Hi, someone suggested putting this here instead.
I am looking further into whether or not I would be interested in carriage driving a minature horse. 
Just wondering how they do on hills. My land where I live is slightly hilly.
It will be flat, then up slight rise then down again and then flat repeat.
How heavy can they pull up slight hill, not steep or anything, and also worried about the down hill? Need some advise on weight etc for this.
Also I presume 2 minis can drive more weight, so could they take 3 adults for example?
I myself weigh 63 kg which I think is about 138 lbs and how much would a general cart weigh approx?
Thank you for help


----------



## churumbeque (Dec 20, 2009)

Tombo8 said:


> Hi, someone suggested putting this here instead.
> I am looking further into whether or not I would be interested in carriage driving a minature horse.
> Just wondering how they do on hills. My land where I live is slightly hilly.
> It will be flat, then up slight rise then down again and then flat repeat.
> ...


 No I would not make a pair of minis pull 3 adults unless it was flat. If you are new to driving I suggest you stay with a stout pony and learn how to drive. Something solid like a haflinger .
You would need a good size wagon for 3 people and that weighs a lot.


----------



## Endiku (Dec 6, 2010)

I agree. Two larger shetlands (42 inches or so, maybe bigger?) who were in good shape with a fairly light buggy would probably be fine on hilly terrain. Two minis (usually 250 lbs or so and under 36" tall) probably couldn't do it except for on flat for a short time. 

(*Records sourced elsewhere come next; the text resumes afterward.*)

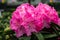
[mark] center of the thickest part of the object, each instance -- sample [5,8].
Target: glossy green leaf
[39,36]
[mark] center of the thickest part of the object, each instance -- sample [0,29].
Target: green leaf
[49,35]
[39,36]
[24,38]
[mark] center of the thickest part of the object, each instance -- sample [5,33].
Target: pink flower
[23,20]
[59,21]
[48,13]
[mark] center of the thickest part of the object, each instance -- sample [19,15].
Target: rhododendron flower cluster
[27,19]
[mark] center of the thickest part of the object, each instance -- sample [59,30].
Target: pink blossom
[49,14]
[23,20]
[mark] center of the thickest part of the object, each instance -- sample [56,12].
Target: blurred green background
[8,7]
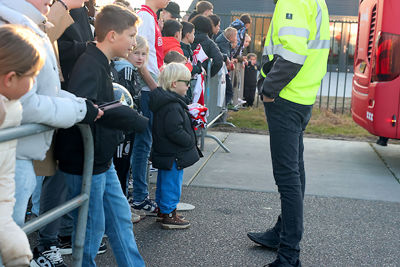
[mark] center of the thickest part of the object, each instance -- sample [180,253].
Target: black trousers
[249,93]
[287,121]
[122,160]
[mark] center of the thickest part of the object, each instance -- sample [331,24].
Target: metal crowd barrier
[81,200]
[211,96]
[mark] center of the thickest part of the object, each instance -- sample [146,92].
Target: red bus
[376,81]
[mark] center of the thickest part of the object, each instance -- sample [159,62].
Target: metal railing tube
[22,131]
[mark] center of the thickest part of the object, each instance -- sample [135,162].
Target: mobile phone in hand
[110,105]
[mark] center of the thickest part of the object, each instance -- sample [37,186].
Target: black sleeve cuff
[91,112]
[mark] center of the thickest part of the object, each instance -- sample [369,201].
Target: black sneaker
[65,245]
[148,205]
[49,257]
[269,239]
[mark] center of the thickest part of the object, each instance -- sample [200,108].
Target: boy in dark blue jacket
[174,141]
[109,210]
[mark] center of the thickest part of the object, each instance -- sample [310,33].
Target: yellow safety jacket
[299,33]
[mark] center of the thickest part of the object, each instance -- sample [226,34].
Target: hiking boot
[172,221]
[269,239]
[49,257]
[160,216]
[148,205]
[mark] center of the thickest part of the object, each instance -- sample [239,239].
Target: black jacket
[211,50]
[73,41]
[224,46]
[91,78]
[173,135]
[188,53]
[250,75]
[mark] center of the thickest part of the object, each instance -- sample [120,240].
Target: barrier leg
[218,142]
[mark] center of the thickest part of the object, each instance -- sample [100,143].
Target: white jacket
[14,245]
[46,103]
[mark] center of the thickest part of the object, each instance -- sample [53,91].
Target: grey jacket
[45,103]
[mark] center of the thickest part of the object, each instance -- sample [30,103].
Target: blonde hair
[230,32]
[172,73]
[141,43]
[20,50]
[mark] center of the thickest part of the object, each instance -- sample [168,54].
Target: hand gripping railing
[81,200]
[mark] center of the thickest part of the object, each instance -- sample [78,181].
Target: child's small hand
[99,114]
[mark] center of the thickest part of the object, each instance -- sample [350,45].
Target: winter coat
[173,135]
[14,245]
[91,78]
[171,44]
[211,50]
[224,46]
[45,103]
[241,28]
[73,41]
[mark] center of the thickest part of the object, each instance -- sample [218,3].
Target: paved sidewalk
[352,207]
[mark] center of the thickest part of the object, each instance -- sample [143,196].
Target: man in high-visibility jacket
[297,48]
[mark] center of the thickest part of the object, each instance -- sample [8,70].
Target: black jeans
[287,121]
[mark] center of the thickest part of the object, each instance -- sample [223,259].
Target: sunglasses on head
[186,82]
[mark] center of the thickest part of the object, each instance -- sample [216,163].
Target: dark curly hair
[202,24]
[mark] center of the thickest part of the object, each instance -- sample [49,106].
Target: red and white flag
[199,55]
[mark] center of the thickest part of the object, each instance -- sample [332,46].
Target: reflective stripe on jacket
[299,33]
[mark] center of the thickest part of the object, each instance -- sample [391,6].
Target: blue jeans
[36,195]
[141,153]
[169,189]
[287,121]
[25,182]
[109,212]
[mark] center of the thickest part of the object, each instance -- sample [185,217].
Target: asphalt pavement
[351,214]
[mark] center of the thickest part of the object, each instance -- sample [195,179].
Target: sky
[184,4]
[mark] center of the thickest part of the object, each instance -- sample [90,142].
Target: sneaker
[135,218]
[148,205]
[269,239]
[50,257]
[160,216]
[102,248]
[172,221]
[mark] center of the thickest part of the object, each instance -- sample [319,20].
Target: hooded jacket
[211,50]
[14,245]
[224,46]
[45,103]
[173,135]
[91,78]
[241,28]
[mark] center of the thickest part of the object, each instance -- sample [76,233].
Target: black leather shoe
[269,239]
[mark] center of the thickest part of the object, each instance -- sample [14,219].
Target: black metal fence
[335,90]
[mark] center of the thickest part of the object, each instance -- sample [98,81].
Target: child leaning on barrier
[21,59]
[174,142]
[129,76]
[109,211]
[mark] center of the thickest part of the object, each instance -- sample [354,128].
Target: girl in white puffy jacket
[21,59]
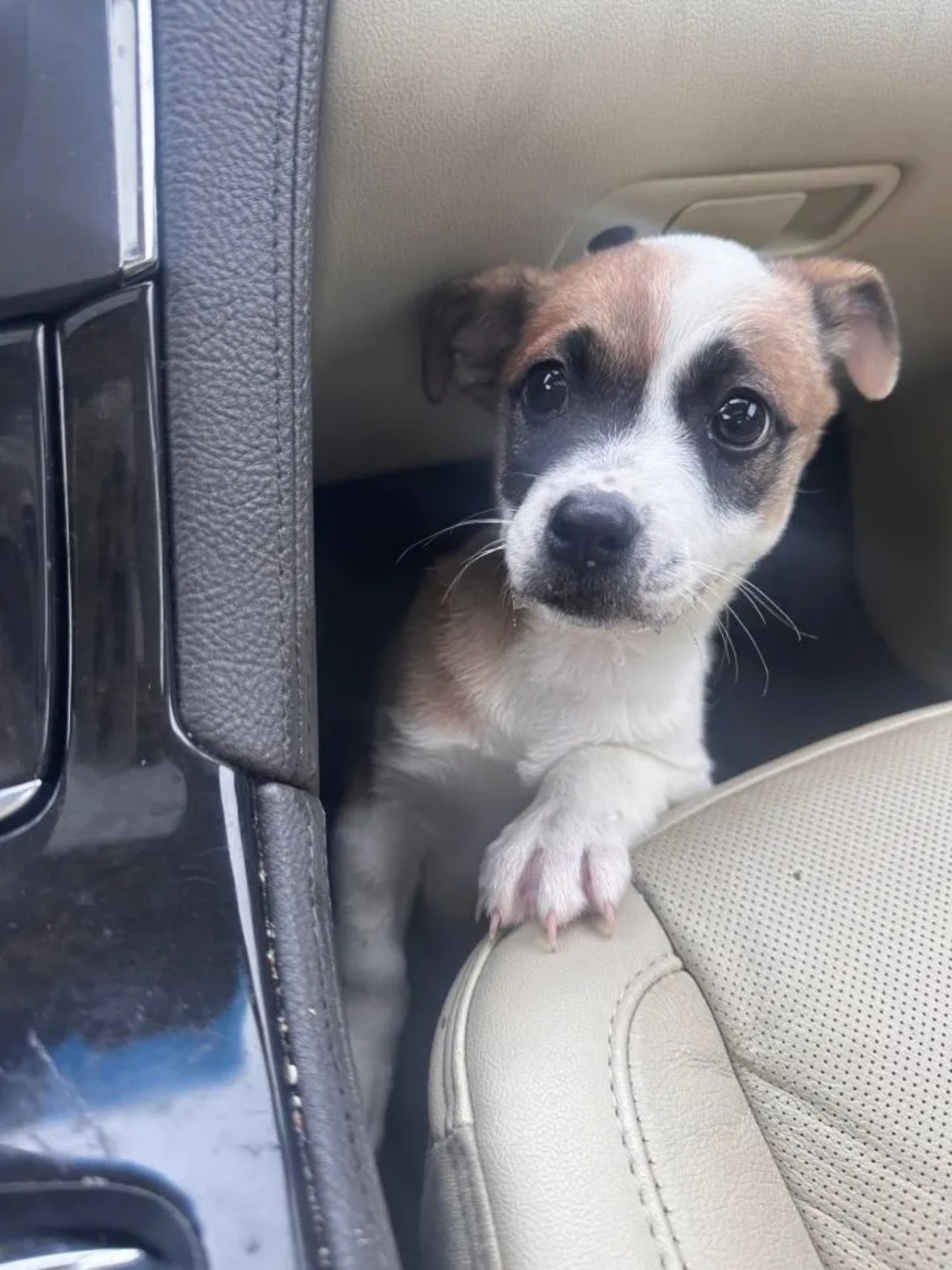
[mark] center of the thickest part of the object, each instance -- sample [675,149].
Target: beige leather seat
[754,1074]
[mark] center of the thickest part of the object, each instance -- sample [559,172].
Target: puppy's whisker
[476,519]
[730,652]
[757,647]
[492,549]
[756,596]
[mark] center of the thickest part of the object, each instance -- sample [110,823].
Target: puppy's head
[657,405]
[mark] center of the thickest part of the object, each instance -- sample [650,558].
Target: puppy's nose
[591,530]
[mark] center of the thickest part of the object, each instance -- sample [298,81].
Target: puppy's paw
[553,867]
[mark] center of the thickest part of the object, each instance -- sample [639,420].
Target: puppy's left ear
[857,321]
[469,327]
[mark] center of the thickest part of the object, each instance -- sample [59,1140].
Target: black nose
[591,530]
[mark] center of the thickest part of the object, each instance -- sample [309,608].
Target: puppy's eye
[545,391]
[743,422]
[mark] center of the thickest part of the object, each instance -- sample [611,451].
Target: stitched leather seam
[283,629]
[300,724]
[673,966]
[327,1016]
[465,1198]
[298,1118]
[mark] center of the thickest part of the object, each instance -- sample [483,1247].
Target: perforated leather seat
[756,1072]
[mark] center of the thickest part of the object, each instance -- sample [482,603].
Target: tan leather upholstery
[756,1072]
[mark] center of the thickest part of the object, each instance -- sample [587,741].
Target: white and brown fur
[541,720]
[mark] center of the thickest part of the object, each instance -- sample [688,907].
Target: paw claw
[553,931]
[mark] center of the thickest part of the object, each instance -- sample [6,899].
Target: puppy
[657,405]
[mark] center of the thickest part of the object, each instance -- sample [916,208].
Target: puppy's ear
[472,325]
[857,321]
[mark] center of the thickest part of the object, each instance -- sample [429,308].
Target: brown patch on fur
[623,296]
[779,333]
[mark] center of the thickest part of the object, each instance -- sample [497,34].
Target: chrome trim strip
[134,132]
[13,799]
[82,1259]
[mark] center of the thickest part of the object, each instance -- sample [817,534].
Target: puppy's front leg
[377,874]
[567,853]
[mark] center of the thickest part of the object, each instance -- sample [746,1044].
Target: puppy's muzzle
[592,530]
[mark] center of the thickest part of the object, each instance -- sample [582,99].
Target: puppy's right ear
[472,325]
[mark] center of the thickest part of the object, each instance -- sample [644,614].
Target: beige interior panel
[901,487]
[465,135]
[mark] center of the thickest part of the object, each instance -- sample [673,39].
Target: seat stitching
[466,1200]
[675,966]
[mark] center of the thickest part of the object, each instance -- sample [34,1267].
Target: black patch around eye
[603,402]
[576,350]
[738,479]
[707,379]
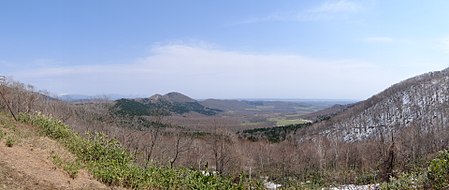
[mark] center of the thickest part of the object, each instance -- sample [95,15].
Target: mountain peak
[177,97]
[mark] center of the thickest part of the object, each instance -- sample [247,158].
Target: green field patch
[284,122]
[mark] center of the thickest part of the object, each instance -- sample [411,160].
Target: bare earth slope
[28,163]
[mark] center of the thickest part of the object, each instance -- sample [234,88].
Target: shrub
[108,161]
[438,171]
[10,141]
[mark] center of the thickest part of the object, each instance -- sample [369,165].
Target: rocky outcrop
[422,101]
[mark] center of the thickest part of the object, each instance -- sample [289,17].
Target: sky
[317,49]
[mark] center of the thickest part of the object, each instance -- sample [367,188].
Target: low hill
[171,103]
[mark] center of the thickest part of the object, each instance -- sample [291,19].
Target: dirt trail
[28,165]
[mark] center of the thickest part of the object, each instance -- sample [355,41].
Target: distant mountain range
[171,103]
[177,103]
[81,97]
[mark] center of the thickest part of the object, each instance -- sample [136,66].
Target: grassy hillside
[108,162]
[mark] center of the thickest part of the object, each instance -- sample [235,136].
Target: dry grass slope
[28,163]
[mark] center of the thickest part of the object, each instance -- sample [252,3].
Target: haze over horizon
[331,49]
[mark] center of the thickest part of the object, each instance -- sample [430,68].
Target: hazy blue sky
[229,49]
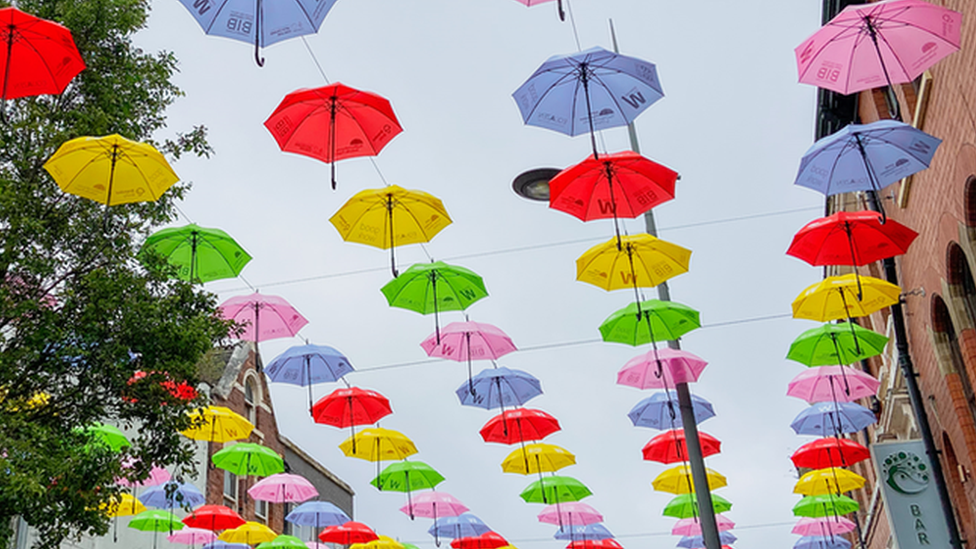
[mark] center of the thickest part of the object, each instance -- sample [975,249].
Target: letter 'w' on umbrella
[390,217]
[332,123]
[262,22]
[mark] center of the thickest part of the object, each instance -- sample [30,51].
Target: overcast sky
[733,123]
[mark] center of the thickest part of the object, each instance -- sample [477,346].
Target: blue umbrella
[824,419]
[660,411]
[499,387]
[588,91]
[259,21]
[307,365]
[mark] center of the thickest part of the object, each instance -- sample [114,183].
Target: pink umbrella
[692,526]
[833,384]
[661,369]
[882,43]
[824,526]
[282,487]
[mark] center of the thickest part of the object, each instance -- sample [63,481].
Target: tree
[79,315]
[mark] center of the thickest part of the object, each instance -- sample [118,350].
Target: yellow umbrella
[111,170]
[836,297]
[831,480]
[641,261]
[538,458]
[677,480]
[390,217]
[250,533]
[218,424]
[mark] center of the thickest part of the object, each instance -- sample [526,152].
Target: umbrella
[686,506]
[836,383]
[390,217]
[868,46]
[829,452]
[519,425]
[467,341]
[499,387]
[832,418]
[332,123]
[433,287]
[831,480]
[661,369]
[669,447]
[660,411]
[588,91]
[283,487]
[677,480]
[217,424]
[263,22]
[649,322]
[623,184]
[200,254]
[111,170]
[307,365]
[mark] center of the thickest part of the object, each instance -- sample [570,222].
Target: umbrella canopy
[686,506]
[217,424]
[836,344]
[200,254]
[519,425]
[390,217]
[649,322]
[623,184]
[836,383]
[332,123]
[111,170]
[868,46]
[661,369]
[660,411]
[825,419]
[498,388]
[247,458]
[38,56]
[264,316]
[669,447]
[829,452]
[262,23]
[537,458]
[283,487]
[677,480]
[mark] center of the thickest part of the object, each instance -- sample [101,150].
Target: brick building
[936,275]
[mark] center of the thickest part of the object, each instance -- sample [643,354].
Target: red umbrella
[829,452]
[348,533]
[332,123]
[488,540]
[213,517]
[518,425]
[615,185]
[670,447]
[36,56]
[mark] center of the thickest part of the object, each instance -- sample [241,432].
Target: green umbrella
[686,506]
[433,287]
[825,505]
[649,322]
[201,254]
[833,344]
[555,489]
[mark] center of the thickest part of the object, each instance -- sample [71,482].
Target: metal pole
[706,513]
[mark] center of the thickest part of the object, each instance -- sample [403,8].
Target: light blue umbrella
[660,411]
[307,365]
[263,22]
[824,419]
[498,388]
[588,91]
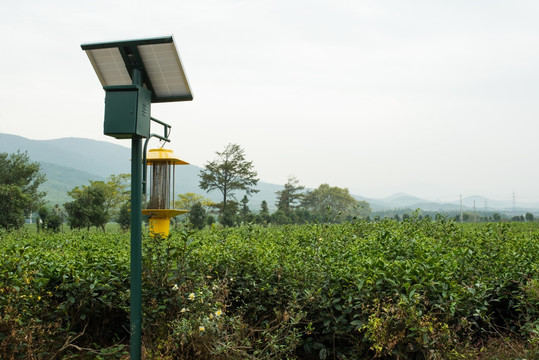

My single mini was able to easily pull me on roughish terrain (not hilly, just had ruts and wasn't smooth) in an aluminum easy entry cart for hours without tiring, and she could also pull both me and my trainer (total weight of abour 250 lbs plus the cart which was 90 lbs) for a decent amount of time. She was 225lbs and in very good shape with a customized harness to ensure that the weight was balanced.

The big problem is with the cart. Easy entries as small and light. Anything for more than one or two adults though get pricy and quite heavy.

Driving is a ton of fun though!


----------



## SlideStop (Dec 28, 2011)

You going have to make a judgement call based on the size of mini, how in shape he is, the weight and the incline.
_Posted via Mobile Device_


----------



## Endiku (Dec 6, 2010)

Also remember that when figuring the amount of weight your mini can carry, you need to use its IDEAL weight, not the weight that it actually is if it is overweight (as most ponies/minis usually are)


----------



## Tombo8 (Oct 31, 2013)

That's okay just finding out things, so I know. I think I'll stick to just me with no passengers.
I'm more interested about the hills? Do you need a break of some sort? They aren't steep. Just dont want to run my mini over.


----------